Düsseldorf. Thyssen-Krupp muss die intern höchst umstrittene Entscheidung korrigieren, die Kokerei für das brasilianische Stahlwerk von dem chinesischen Mischkonzern Citic bauen zu lassen. Nun werde das eigene Tochterunternehmen die Anlage fertigbauen, kündigte Thyssen-Krupp-Chef Schulz an.

Der chinesische Mischkonzern Citic wird die Kokerei für das brasilianische Stahlwerk von Thyssen-Krupp nicht fertig bauen. Die Anlage werde nun von der Thyssen-Krupp-Tochter Uhde fertiggestellt, „Citic hat die weiße Flagge gehisst und bezahlt die Mehrkosten”, sagte Thyssen-Krupp-Chef Ekkehard Schulz auf einer kurzfristig einberufenen Pressekonferenz. Dieser Termin war auf Grund von Öffentlichkeitspflichten notwendig geworden, nachdem am Abend zuvor Geschäftszahlen durchgesickert waren.

Die Mehrkosten für die Kokerei bezifferte Schulz auf 100 Millionen Euro. Auf die Frage, ob es ein Fehler gewesen sei, den Auftrag an die Chinesen zu vergeben, sagte er: „Mit dem Wissensstand von heute hätten wir vermutlich entschieden, Uhde gleich bauen zu lassen.” Schulz rechtfertigte die Entscheidung, die bei Arbeitnehmervertretern auf großes Missfallen gestoßen war, mit einem Kostenvorteil der Chinesen in Höhe von 60 bis 70 Millionen Euro sowie der Auslastung von Uhde. Der Anlagenbauer hatte „damals ausreichend Beschäftigung”.

Was die Zahlen des Ende September abgelaufenen Geschäftsjahres 2008/2009 angeht, widersprach Schulz heftig der Ansicht, das Minus sei höher ausgefallen als prognostiziert. Das operative Ergebnis vor Abzug der Steuern und Sondereffekten, das für den Konzern ausschlaggebend sei, habe mit minus 734 Millionen Euro die vorhergesagte hohe dreistellige Millionengröße erreicht. In diesem Ergebnis seien Wertminderung und Abschreibungen in Höhe von 1,1 Milliarden Euro verkraftet.
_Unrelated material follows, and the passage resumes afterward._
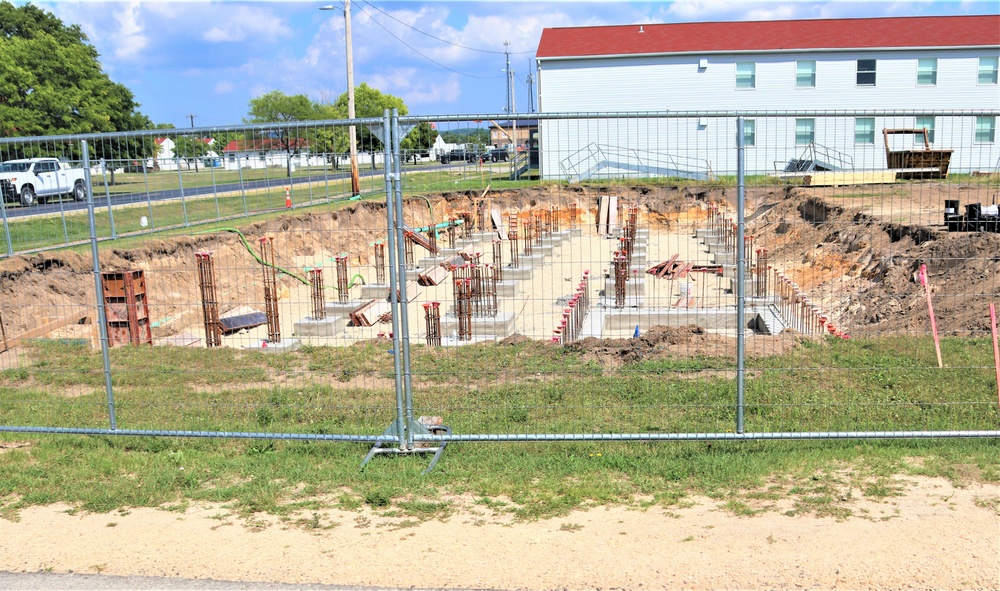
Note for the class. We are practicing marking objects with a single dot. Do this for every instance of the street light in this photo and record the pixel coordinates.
(352, 132)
2,36 Milliarden Euro Verlust

Das Konzernergebnis vor Abzug der Steuern ist im abgelaufenen Geschäftsjahr allerdings dramatisch eingebrochen: von plus 3,1 Milliarden auf 2,36 Milliarden Euro Verlust. In dieser Zahl seien Vorsorgeaufwendungen und zukünftige Restrukturierungskosten über alle Konzernsparten verarbeitet worden, wie etwa der Kostenaufwand für den Umbau der Sparte Technologies in Höhe von 800 Millionen Euro. Es sei damit zu rechnen, dass es drei bis fünf Jahre dauere, bis die Wirtschaftslage das Niveau von vor der Krise erreicht hat. In diesem Ergebnis sei „Vorsorge getroffen für die Zukunft”.

Im Ausblick auf das neu begonnene Geschäftsjahr sagte Schulz, er rechne mit stabilen Umsätzen in Höhe der 40,6 (Vorjahr: 53,4) Milliarden Euro aus 2008/09 – „dafür müssen wir uns aber anstrengen”. Schulz kündigte die Rückkehr in die Gewinnzone an, je nach Art der Gewinnkennziffer mit einem niedrigen und einem hohen dreistelligen Millionenbetrag. Gute Nachrichten für die Kurzarbeiter: Weltweit waren zum Tiefstand 47 000 Mitarbeiter betroffen, davon 30 000 in Deutschland und 26 000 in NRW. 2009/10 sollen es insgesamt nur noch 16 000 sein, davon 14 000 in Deutschland und 10 000 in NRW.

Der Vorstand will trotz des Verlustes im Sinne der „Dividendenkontinuität” 0,30 Euro (Vorjahr: 1,30) Dividende je Aktie ausschütten. Die insgesamt 139 (Vorjahr: 600) Millionen Euro Ausschüttung stammen aus den Rücklagen.